Devoid of originality, suspense, or humor, the film’s last hope remains with its actors, but they fail to inject spirit into a lifeless screenplay.
Director Rob Cohen (“The Fast and the Furious”) doesn’t help much either, favoring fast, slapdash cuts that don’t even let viewers enjoy the film’s respectable computer-generated graphics.
The plot mirrors this summer’s far superior “Hellboy II: The Golden Army,” as well as several elements from the Indiana Jones series, from which the “Mummy” is a poorly drawn carbon copy.
The story begins in 50 B.C., when the merciless Emperor Han (Jet Li) is angling for world domination. Like any megalomaniac, he seeks immortality, and is granted it by a spell-conjuring sorceress (Michelle Yeoh).
He betrays her, and she pays him back by rendering him and his sizeable army in a suspended state of terracotta limbo.

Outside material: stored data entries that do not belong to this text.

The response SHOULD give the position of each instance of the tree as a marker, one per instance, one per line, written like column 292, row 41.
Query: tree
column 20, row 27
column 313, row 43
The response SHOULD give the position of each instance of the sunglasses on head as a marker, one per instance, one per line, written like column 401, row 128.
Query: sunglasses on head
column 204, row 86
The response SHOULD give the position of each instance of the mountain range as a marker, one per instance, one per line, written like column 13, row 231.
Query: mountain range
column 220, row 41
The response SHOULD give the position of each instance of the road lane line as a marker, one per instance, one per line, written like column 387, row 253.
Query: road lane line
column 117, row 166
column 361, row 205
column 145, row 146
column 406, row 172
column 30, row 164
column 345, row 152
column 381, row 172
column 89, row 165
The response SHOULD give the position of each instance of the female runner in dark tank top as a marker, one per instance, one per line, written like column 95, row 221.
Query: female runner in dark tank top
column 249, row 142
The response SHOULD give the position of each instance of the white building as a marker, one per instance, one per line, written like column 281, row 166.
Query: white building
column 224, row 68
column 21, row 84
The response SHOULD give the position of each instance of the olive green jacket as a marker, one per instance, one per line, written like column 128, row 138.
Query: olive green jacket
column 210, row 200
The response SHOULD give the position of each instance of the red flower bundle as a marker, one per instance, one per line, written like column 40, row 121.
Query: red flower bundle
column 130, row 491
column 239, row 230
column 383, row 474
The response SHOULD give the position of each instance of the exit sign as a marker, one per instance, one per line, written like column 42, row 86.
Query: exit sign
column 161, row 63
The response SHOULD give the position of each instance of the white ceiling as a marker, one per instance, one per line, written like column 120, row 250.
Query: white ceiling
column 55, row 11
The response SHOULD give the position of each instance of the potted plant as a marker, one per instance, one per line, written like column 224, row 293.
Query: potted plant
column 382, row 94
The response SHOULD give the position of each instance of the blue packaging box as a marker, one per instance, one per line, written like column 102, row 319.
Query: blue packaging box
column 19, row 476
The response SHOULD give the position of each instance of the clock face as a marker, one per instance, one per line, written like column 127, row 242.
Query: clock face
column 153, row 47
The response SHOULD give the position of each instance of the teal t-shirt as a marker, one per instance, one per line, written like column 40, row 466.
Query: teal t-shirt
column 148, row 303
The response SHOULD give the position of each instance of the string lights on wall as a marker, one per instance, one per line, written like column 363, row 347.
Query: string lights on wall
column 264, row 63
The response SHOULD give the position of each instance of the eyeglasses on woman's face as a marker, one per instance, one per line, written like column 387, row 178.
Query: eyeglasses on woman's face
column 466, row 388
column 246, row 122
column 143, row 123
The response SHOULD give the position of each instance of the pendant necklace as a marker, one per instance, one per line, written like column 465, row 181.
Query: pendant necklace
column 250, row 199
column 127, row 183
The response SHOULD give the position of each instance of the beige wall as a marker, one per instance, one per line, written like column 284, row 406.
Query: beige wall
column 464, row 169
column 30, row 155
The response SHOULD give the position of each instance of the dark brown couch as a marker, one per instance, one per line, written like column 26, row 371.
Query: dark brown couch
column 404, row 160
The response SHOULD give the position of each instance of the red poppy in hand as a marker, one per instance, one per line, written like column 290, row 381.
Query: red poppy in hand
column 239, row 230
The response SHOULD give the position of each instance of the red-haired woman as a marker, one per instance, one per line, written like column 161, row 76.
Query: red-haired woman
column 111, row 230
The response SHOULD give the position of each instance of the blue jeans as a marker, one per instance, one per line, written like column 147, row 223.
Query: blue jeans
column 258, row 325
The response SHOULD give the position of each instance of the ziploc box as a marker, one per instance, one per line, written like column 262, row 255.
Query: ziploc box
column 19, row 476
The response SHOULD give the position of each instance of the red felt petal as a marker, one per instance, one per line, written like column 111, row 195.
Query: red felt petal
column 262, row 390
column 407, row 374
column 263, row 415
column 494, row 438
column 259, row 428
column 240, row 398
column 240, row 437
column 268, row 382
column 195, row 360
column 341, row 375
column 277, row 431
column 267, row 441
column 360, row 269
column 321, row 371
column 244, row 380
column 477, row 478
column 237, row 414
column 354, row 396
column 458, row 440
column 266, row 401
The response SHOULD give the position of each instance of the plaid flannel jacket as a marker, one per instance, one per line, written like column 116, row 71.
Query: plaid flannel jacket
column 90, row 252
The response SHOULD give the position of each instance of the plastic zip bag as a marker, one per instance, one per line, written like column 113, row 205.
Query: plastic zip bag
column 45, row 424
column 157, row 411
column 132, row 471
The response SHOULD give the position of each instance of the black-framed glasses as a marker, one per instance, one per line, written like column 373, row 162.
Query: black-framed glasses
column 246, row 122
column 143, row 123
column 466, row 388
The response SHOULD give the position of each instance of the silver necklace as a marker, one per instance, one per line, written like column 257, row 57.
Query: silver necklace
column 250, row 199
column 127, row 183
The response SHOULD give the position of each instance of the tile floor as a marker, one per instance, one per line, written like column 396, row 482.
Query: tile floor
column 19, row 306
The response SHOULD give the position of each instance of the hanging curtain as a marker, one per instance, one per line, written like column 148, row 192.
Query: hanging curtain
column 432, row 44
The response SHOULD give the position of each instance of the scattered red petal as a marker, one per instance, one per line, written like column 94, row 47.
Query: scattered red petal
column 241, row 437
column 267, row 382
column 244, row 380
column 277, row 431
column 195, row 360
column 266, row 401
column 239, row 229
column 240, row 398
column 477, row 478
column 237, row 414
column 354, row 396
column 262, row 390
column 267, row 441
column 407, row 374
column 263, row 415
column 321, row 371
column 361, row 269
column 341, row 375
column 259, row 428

Fast forward to post-World War II England, where archeologist Rick O’Connell (Brendan Fraser) and wife Evelyn (Maria Bello) have hung up their swash-buckles and retired to the countryside. Meanwhile, their son, Alex (Luke Ford), has taken up where Mom and Dad left off, leaving college to dig in China. It’s there that he unearths the tomb of the Dragon Emperor—Han for short.
Little does young Alex know that he is a pawn of the evil General Yang (Anthony Wong Chau-Sang), whose mission is to awaken the emperor and enslave the world.
Rick and Evelyn find their way to China, and later, Shangri-La, but by then, audiences have no hope on the horizon: it’s lost.
Actually, by the time the couple is introduced, the film begins its steady decline.
Fraser is a lackluster leading man, given lines like: “Look kid, I’ve put down more mummies in my time than you!”
As bad as Fraser is, his son—who must have been conceived when Rick and Evelyn were in their teens—is worse. The Aussie actor has the look of an Abercrombie and Fitch model, and the screen presence of a scarab.
Bello, who takes over the role from Rachel Weisz, is miscast, and awkwardly struggles through her British accent.
The end hints at a fourth installment. King Tut must be rolling over in his sarcophagus.
The Mummy: Tomb of the Dragon Emperor. Rated PG-13 for adventure action and violence. Running time: 112 minutes. With Brendan Fraser, Maria Bello, Jet Li, Michelle Yeoh, John Hannah, Luke Ford, and Isabella Leong.